DJ Luck & MC Neat
The Cellar Door
2 October 2015
As someone new to Exeter’s hardcore garage scene, the news that the location of the event had changed from the familiar, tame and gloriously close Lemon Grove, to a place I’d never been before – the Cellar Door, with an entrance carved into the Quayside wall, hinted that the strength of the music was a little more than the average Saturday night could cope with.
The night got off to a strange start as wades of people strolled around Exeter in search of this surprisingly mysterious event. With tickets having sold out in advance in March for the tour, I was expecting the noise of the DJ to help me find the new venue. Unfortunately, the infamous Cellar door is an underground wonder with no signs or advertisement pointing to the secret underground vaulted club. With a strong mixture of graffiti, neon lights and beats that left you with a with a palpitating heart, it was easy to see why it was more suited to the music, audience and whole ethos of the event than the Lemmy would have been.
The beats were strong, the smell of hard alcohol was wafting around and we were all just pleased to have found the place
The music was extreme and electric, with everyone dancing (or mostly jumping, raving and ramming into each other) until 3am to the mix-up of traditional and less traditional garage beats. No matter how close I got to the stage, I could never see where the steady deep voice was coming from. A slight glance at the tip of his head or a microphone-laden hand waving in the air was as close as the drunk bouncing crowd ever got to the famous DJ.

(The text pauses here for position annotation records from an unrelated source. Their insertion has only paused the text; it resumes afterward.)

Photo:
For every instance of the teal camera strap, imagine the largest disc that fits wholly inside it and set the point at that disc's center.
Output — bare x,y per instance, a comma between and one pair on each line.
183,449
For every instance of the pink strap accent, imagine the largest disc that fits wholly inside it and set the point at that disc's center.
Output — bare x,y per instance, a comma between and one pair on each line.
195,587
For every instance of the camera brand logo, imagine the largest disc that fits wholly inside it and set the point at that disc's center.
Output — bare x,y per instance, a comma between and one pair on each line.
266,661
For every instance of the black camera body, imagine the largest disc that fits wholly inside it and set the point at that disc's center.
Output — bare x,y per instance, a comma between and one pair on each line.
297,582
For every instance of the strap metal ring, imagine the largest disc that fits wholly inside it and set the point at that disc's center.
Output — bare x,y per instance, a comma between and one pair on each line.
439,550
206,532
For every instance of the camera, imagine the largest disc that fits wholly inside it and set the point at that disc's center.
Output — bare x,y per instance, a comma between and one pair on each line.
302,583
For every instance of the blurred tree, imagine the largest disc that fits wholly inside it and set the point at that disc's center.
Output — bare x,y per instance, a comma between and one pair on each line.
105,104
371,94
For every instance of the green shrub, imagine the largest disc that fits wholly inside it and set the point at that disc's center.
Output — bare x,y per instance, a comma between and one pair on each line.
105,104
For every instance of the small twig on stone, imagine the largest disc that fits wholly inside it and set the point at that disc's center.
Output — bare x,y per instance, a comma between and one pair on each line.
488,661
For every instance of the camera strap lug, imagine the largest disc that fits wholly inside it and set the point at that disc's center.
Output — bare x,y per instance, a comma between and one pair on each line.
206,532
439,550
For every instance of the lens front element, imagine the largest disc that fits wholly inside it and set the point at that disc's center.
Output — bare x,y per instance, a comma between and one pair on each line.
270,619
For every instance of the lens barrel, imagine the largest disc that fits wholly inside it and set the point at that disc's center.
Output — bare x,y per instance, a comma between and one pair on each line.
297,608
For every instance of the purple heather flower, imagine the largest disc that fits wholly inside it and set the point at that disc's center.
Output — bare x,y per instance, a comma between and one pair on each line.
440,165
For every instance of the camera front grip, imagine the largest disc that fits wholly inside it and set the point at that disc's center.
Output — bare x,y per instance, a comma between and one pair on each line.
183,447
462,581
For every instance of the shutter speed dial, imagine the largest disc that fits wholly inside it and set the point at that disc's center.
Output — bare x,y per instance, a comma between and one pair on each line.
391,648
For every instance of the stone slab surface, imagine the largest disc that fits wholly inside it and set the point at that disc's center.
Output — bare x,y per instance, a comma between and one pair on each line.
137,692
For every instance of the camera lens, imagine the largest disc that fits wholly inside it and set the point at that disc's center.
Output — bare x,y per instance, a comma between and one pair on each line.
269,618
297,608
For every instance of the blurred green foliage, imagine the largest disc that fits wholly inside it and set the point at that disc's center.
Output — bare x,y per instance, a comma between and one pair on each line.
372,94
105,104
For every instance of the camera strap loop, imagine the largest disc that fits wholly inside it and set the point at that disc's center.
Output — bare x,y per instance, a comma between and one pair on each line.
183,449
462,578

As a strange replacement, the whole audience did receive an amazing view of the two scary and bored bodyguards established brutally between the increasingly packed and mosh-pit like crowd and the flat stage. However, no one cared that most people didn’t know the words (and couldn’t hear the words over the bass). The beats were strong, the smell of hard alcohol was wafting around and we were all just pleased to have found the place.

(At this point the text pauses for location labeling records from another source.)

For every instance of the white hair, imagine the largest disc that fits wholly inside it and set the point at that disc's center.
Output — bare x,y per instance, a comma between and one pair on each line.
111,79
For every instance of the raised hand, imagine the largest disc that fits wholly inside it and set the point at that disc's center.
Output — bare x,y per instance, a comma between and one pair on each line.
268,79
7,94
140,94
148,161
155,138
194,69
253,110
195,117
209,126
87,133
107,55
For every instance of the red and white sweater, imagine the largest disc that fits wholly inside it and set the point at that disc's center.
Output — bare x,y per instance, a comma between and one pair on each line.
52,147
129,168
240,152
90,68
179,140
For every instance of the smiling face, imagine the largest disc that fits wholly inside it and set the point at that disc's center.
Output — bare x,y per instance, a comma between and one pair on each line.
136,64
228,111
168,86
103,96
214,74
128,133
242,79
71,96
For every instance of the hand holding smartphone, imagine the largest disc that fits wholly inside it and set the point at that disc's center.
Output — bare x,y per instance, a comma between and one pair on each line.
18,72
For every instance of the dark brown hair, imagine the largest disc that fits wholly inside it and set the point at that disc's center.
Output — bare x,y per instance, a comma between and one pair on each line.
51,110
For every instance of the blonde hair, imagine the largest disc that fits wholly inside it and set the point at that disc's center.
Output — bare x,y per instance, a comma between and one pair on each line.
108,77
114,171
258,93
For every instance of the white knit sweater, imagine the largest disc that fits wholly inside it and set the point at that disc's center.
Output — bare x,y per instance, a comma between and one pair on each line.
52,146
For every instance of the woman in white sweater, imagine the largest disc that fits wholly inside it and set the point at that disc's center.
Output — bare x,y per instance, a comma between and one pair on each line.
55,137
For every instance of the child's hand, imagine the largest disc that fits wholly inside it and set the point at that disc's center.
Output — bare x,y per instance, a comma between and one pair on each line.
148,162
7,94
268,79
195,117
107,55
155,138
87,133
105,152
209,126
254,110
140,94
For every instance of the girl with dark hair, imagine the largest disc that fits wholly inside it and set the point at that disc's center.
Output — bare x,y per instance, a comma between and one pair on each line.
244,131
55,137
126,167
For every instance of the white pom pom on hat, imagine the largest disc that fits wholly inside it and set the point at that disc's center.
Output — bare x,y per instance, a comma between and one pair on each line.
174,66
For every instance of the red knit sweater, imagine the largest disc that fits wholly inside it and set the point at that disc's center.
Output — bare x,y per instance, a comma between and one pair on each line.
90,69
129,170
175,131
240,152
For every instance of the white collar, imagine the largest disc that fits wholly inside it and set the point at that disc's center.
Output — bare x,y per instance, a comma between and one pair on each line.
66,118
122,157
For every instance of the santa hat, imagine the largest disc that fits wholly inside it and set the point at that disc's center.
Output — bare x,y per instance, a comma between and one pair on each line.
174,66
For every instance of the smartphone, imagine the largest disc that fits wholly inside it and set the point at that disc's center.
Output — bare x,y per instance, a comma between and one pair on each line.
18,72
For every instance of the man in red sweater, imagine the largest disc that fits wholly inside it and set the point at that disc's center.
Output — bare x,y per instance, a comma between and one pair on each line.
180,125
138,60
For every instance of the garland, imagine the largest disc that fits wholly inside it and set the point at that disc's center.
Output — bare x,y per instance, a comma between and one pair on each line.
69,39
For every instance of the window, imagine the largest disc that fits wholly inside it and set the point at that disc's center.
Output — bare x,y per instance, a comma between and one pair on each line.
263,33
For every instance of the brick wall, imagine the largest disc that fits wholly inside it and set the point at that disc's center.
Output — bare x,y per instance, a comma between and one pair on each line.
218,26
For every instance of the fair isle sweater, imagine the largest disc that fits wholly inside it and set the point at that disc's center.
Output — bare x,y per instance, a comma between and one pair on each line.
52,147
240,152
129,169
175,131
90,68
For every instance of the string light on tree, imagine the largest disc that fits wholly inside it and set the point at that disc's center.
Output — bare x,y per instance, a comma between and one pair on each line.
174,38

The entry stamps we all received on our arms resembled a hardcore underground garage-cult, which represented the whole feel of the night perfectly. There were no heels in sight, and no students destined for Unit 1 hanging around. This night was a night for the diehard garage rockers to pull on their low capped hats and jump around as electrically as they could to the sometimes monotonous beats, before returning home to get ready for the rugby the next day. So, if garage and thumping music in tightly packed spaces is your thing then this was definitely the night for you, and I doubt I will have such a strangely electric experience from an invisible DJ ever again.